Da lombardofono non posso non parlare di questo aspetto: oggi in Italia quelle poche lingue regionali che hanno la benedizione di Roma non prosperano quando lo Stato interviene ma quando esso se ne sta ben lontano.

Immaginate questa situazione: un sindaco, sostenitore della diversità linguistica, decide di introdurre l’immersione linguistica (se non sapete cosa sia potete leggere questo mio articolo) nella scuola del comune. Inizialmente c’è scetticismo – tanta gente ha pregiudizi sulle lingue regionali per ragioni culturali – ma qualcuno si iscrive ai corsi immersivi.

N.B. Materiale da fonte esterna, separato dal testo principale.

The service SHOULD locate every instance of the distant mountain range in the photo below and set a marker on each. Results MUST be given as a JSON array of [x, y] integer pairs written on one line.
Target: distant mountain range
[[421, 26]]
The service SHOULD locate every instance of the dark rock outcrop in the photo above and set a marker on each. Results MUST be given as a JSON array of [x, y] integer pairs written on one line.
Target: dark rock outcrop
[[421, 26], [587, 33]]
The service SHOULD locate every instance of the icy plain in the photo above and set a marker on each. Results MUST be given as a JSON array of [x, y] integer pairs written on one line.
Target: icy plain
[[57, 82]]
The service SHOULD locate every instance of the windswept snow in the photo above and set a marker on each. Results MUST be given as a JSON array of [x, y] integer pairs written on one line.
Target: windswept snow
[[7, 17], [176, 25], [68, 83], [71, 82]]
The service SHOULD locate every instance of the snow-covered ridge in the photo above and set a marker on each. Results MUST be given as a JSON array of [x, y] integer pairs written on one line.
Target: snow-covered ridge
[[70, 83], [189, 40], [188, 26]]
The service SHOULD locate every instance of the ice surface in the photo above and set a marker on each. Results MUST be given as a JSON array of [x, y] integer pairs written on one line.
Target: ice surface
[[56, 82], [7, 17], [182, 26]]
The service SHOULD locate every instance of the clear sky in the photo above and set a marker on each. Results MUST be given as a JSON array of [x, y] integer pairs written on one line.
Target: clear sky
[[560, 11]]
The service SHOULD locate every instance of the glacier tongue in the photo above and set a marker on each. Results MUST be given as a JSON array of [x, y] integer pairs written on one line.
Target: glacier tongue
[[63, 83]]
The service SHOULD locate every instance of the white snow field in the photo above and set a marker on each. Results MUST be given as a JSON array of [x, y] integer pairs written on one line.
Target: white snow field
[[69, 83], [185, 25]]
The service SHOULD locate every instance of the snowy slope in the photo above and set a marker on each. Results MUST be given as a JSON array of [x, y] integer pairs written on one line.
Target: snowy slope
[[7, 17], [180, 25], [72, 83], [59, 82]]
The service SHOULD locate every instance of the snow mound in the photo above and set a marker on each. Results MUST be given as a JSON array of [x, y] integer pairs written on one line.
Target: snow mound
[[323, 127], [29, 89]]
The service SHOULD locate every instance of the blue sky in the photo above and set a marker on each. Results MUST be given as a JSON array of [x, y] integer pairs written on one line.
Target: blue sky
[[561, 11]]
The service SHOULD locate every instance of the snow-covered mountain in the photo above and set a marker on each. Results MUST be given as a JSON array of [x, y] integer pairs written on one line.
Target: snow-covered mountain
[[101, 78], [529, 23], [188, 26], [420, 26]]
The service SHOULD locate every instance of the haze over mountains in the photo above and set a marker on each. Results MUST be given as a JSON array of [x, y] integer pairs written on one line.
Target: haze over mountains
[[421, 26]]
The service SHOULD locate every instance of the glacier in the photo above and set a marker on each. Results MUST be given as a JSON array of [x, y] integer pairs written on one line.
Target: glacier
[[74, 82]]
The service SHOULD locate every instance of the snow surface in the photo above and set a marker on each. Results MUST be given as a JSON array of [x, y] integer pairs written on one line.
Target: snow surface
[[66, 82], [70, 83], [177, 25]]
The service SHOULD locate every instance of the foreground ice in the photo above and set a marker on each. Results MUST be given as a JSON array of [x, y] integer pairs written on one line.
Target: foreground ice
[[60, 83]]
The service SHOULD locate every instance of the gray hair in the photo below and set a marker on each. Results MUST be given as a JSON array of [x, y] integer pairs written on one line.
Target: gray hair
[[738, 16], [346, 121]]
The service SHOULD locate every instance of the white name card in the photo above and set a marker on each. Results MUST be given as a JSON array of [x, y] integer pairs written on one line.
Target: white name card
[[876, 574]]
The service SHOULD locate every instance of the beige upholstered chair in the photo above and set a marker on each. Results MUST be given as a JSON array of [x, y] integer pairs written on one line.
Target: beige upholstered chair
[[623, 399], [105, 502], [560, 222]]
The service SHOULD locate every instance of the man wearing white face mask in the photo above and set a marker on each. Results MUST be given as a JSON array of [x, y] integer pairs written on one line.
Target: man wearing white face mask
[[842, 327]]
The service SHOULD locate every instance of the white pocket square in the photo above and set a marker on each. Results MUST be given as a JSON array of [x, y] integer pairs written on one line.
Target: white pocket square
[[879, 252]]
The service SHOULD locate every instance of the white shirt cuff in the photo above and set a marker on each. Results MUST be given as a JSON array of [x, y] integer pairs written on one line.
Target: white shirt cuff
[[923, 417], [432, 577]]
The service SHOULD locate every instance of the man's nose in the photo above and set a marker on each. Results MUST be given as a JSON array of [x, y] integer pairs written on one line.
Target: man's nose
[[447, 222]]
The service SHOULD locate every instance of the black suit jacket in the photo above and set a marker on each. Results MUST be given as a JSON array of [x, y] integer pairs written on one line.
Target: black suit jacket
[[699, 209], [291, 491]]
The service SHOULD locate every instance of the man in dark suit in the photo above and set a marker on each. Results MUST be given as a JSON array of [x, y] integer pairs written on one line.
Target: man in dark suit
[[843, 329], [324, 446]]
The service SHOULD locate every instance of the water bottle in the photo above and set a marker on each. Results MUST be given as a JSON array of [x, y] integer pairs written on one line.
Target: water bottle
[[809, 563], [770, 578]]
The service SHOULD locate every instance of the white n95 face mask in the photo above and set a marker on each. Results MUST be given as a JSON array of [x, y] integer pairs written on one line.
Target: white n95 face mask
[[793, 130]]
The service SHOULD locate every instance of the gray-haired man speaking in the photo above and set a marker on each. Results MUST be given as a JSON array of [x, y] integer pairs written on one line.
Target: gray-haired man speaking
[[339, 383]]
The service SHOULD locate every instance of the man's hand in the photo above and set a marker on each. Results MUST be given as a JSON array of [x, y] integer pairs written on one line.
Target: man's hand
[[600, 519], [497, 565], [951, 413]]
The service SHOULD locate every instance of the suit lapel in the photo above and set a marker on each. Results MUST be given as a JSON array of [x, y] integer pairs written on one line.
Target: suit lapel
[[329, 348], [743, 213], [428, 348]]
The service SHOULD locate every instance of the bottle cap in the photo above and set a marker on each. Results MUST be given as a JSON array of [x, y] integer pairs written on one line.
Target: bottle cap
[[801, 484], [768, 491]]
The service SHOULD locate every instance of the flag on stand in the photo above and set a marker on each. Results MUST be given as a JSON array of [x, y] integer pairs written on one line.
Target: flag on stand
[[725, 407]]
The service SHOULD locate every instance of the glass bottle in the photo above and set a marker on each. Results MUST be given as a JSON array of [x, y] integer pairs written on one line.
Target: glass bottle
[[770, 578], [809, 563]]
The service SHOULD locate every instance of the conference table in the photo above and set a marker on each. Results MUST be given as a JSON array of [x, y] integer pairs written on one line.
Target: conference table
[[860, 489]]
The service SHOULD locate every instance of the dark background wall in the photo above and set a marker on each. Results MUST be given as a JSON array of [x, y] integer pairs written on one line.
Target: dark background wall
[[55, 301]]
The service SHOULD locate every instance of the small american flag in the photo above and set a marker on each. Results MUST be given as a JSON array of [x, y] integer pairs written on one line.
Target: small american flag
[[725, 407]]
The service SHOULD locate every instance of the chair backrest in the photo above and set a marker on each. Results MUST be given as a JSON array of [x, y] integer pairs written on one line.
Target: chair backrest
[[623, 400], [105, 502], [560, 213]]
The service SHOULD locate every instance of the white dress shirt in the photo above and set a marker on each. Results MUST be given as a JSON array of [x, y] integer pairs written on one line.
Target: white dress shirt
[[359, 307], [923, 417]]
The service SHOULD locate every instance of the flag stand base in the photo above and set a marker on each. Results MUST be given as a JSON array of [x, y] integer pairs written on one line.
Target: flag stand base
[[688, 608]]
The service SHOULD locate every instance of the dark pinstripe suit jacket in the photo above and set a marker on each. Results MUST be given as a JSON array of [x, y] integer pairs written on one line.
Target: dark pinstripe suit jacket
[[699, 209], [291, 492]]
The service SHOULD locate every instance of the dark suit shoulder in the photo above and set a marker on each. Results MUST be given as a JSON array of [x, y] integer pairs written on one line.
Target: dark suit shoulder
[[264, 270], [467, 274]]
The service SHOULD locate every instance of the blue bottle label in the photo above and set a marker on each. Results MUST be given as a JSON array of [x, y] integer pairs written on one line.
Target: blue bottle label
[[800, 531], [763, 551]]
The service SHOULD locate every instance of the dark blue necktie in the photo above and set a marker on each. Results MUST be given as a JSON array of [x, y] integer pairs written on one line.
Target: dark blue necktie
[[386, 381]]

L’immersione ha effetti positivi: gli studenti immersi hanno una maggiore competenza nella lingua straniera e i genitori dicono che, di media, si mostrano più curiosi. Le iscrizioni aumentano e anche altri comuni creano le loro sezioni immersive.

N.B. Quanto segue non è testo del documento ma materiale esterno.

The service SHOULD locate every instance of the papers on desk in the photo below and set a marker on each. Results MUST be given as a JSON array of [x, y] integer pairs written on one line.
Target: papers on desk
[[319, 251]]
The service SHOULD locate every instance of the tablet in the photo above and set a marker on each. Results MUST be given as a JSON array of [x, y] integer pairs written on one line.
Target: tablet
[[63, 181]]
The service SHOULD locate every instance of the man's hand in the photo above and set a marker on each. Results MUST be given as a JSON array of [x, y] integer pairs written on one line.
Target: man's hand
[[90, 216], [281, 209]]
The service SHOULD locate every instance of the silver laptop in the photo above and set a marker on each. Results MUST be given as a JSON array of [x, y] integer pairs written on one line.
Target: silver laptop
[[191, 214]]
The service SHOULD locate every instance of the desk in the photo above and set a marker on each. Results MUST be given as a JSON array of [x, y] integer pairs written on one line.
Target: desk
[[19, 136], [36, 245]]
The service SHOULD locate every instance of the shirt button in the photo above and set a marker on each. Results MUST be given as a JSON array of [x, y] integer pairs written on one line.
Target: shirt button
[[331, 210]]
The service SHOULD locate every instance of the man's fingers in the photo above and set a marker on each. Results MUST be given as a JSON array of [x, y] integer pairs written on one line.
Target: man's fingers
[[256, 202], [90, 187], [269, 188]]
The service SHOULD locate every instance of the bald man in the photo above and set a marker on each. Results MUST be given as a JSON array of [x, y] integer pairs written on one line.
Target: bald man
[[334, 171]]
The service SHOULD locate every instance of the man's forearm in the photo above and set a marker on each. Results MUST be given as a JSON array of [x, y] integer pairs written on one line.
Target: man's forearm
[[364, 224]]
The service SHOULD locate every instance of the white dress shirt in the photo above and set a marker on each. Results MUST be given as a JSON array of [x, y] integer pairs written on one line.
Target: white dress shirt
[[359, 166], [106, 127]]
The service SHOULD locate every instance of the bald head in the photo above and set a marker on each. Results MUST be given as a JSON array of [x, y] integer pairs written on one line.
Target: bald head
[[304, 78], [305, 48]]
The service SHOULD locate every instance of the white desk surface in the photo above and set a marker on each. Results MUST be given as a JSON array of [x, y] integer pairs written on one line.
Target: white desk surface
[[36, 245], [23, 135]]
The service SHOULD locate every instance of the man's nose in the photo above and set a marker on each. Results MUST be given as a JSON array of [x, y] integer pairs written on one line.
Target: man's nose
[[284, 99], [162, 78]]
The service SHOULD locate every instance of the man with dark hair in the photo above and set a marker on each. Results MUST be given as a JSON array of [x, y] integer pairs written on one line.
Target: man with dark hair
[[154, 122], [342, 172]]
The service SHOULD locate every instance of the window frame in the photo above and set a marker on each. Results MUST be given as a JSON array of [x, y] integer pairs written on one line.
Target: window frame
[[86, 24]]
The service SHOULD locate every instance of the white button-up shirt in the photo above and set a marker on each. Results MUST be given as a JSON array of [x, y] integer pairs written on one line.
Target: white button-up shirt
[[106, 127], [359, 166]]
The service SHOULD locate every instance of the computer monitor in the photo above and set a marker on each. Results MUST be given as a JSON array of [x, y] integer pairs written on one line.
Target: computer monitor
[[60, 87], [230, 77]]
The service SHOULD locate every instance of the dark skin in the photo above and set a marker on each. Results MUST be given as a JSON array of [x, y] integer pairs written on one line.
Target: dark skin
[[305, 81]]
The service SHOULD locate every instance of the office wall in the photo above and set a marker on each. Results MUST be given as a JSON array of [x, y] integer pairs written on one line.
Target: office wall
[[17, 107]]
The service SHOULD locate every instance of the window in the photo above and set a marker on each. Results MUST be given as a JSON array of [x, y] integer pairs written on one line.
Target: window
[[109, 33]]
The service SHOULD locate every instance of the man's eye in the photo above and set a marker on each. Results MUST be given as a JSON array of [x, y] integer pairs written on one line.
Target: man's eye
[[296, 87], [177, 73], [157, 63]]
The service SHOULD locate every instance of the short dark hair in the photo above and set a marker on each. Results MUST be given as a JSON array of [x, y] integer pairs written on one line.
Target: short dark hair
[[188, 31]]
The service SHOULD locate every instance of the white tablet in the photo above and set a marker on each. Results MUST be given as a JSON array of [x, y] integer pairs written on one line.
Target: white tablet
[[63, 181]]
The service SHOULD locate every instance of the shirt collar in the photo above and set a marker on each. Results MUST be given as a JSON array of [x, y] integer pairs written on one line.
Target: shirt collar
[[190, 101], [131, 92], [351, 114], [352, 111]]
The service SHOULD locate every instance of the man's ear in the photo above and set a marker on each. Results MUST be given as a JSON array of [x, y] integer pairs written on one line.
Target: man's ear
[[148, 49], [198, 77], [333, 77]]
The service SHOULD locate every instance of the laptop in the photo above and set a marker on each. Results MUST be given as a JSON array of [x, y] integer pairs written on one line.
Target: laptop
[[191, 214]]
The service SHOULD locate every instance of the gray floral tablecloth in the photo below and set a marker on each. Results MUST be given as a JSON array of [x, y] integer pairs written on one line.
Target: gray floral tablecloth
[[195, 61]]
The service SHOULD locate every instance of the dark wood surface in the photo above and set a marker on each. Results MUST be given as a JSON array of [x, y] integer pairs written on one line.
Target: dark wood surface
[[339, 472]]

In pochi anni esistono varie scuole immersive in quella regione, il modello viene anche copiato da altre regioni e diventa più interessante anche per i privati e le istituzioni no profit, ma nel mentre, non essendo intervenuta una coercizione di Stato, continuano ad esistere scuole esclusivamente in lingua italiana per chi ne ha bisogno o le preferisce. Nel caso ve lo stesse chiedendo, un bilinguismo di massa italo-inglese sarebbe molto più arduo. Ma, in tale sistema, potrebbe esistere comunque, essendovi libertà di scelta.

Favorisce la mobilità sociale

La libertà di scelta sulla scuola favorisce la mobilità sociale per un semplice fatto: la scuola italiana, dovendo soddisfare tutti, è per forza di cose mediocre. C’è un occhio di riguardo per chi ha bisogni speciali per disturbi didattici ma nessuno per chi ha necessità particolari per altre ragioni come particolari talenti in altri campi sportivi o scientifici, ben noto è il caso di una geniale ragazza ai massimi livelli nella robotica osteggiata dalla scuola pubblica per le proprie assenze.

Capito? La “scuola di tutti”, da buon prodotto del socialismo, se sei troppo bravo prova a metterti i bastoni tra le ruote. In fin dei conti è ben noto come si impari di più in un austero liceo della città fondata dai lombardi come avamposto contro il Marchese del Monferrato che al MIT.

In un sistema di libertà di scelta ciò non accadrebbe e non accadrebbe non solo per i geni o per chi può permettersi un’istruzione privata ma anche per il figlio dell’operaio che, per una ragione o per l’altra, non si trova con la scuola pubblica.

Un ragazzo che magari oggi, solo per l’ottusità del sistema di scuola statale, andrebbe in qualche istituto regionale a imparare un lavoro pagato in modo mediocre in un sistema di libertà di scelta potrebbe scegliere, senza costi aggiuntivi, un istituto adatto a lui e cercare un’istruzione migliore.

Ma, come dice il sempre brillante Giovanni Adamo II, nel sistema di scuola pubblica il benessere dei docenti è molto più importante di quello degli alunni. Ribadisco, impedire a un giovane di avere una buona istruzione adatta a lui solo perché ha genitori non facoltosi è socialismo, è attenzione all’uguaglianza e alla giustizia sociale? No, è solo crudele.

I difetti?

Ci sono, ovviamente, dei difetti.

Ad esempio i politici non avrebbero più la possibilità di comperare voti di centinaia di migliaia di persone solo promettendo loro concorsi d’assunzione, visto che ad assumere sarebbero i privati o, al massimo, i comuni.

Inoltre sarebbe più difficile fare populismo scolastico, proponendo ad esempio nuove materie o corsi obbligatori con scopi etici o politici più che didattici.

I sindacati dei docenti perderebbero gran parte del proprio potere politico e dovrebbero ridimensionarsi per diventare assistenti dei docenti nella compilazione di documenti, nel rapporto con le istituzioni e col datore di lavoro.

I docenti migliori sarebbero premiati e incentivati a continuare nel loro lavoro visto che docenti migliori portano alunni, e quindi soldi, alle scuole mentre quelli peggiori verrebbero via via esclusi.

Soprattutto, molte più persone potrebbero accedere ad una preparazione scolastica adatta alle proprie esigenze.

Mi dite che non sono difetti ma, anzi, pregi? Sono perfettamente d’accordo con voi. Eppure per gli statalisti a oltranza sono difetti ed ha perfettamente senso buttare 23 miliardi l’anno per un’istruzione che funziona, parafrasando un motto socialista, “per i pochi, non per i molti”.